I take the comments on board, I’m too desperate, I’m too lonely. I hear these things a lot as the reason I don’t have a boyfriend and they might apply to my lack of friends too. But just like the boyfriend issue it’s all circular: I can’t be happy by myself and no one wants to be with me because I’m not happy, so I can’t be happy…
The only solution I hear is “be happy by yourself” which is a polite way of saying “give up”. Exactly how being happy alone helps someone who’s biggest issue is loneliness, I just don’t understand.

I wouldn’t mind checking out both Chicago and the Trocks while they are in town. So I posed the question on Facebook this morning looking for a friend who’d want to come with me.
The response from the 100 or so people I know who are on Facebook has been completely silent.
So I’m asking friends to come and spend time with me and no one wants to. How can I expect a boyfriend to want to go out with me when my friends don’t want to?
It’s not like “I simply cannot do it alone” (ala Ms Velma Kelly) but I’d like to have friends to go out with. I’d like to have anyone to go out with!

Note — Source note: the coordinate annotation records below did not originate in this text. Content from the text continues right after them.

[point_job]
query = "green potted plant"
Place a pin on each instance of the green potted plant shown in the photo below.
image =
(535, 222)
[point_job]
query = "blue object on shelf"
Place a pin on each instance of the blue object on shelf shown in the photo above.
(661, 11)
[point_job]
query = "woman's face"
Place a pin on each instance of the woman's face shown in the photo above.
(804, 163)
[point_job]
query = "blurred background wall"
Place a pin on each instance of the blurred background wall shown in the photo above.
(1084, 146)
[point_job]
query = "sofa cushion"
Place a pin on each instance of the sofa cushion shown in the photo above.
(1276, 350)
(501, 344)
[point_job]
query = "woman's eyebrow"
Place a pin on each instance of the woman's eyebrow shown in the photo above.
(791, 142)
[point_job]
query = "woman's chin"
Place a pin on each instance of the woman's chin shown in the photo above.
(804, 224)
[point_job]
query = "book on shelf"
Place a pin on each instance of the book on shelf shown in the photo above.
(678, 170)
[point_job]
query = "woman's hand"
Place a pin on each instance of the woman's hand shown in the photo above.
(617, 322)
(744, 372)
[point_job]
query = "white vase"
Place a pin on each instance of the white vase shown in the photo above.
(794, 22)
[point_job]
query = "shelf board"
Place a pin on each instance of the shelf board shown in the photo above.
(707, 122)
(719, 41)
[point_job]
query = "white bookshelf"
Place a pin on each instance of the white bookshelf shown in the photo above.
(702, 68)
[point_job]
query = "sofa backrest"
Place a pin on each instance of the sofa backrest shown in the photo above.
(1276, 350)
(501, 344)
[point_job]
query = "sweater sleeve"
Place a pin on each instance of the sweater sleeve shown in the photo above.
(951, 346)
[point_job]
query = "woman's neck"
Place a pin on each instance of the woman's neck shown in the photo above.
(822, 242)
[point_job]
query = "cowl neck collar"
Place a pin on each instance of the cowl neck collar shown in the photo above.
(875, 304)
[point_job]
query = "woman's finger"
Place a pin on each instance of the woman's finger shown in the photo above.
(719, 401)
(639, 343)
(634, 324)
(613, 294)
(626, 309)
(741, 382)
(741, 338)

I woke this morning, earlier than I intended, and looked for some inspiration. No one answer my call on Facebook so I deleted it and went off the movies by myself.
I chose to see Up and was surprised to find myself in tears just minutes into the film.
When I was in the states there were lots of ads for Up and it came out while I was there, but has taken several months to come out here. I’d see many of the funny bits in those ads, and was happy to laugh at other moments that I hadn’t been exposed to before.
But there were three moments in the film, that made me all sad and emotional. The first of which triggered tears, the other two, later in the film, just brought me close to tears.
The adventure of love is something I’d like to have much more than a trip to South America in a flying house.

It was warm last night as I went to bed and tried to get to sleep. The warmth triggered a memory in my half asleep state of laying in other beds trying to get to sleep. In quick succession I imagined myself back in the bed in the LA airport hotel, the Chicago hotel, my NY hotel and so on. It’s been three months since I came home from my month in the states but for a moment I felt I was right back there.
I wish I was actually.
I look forward to sleeping in a new bed again.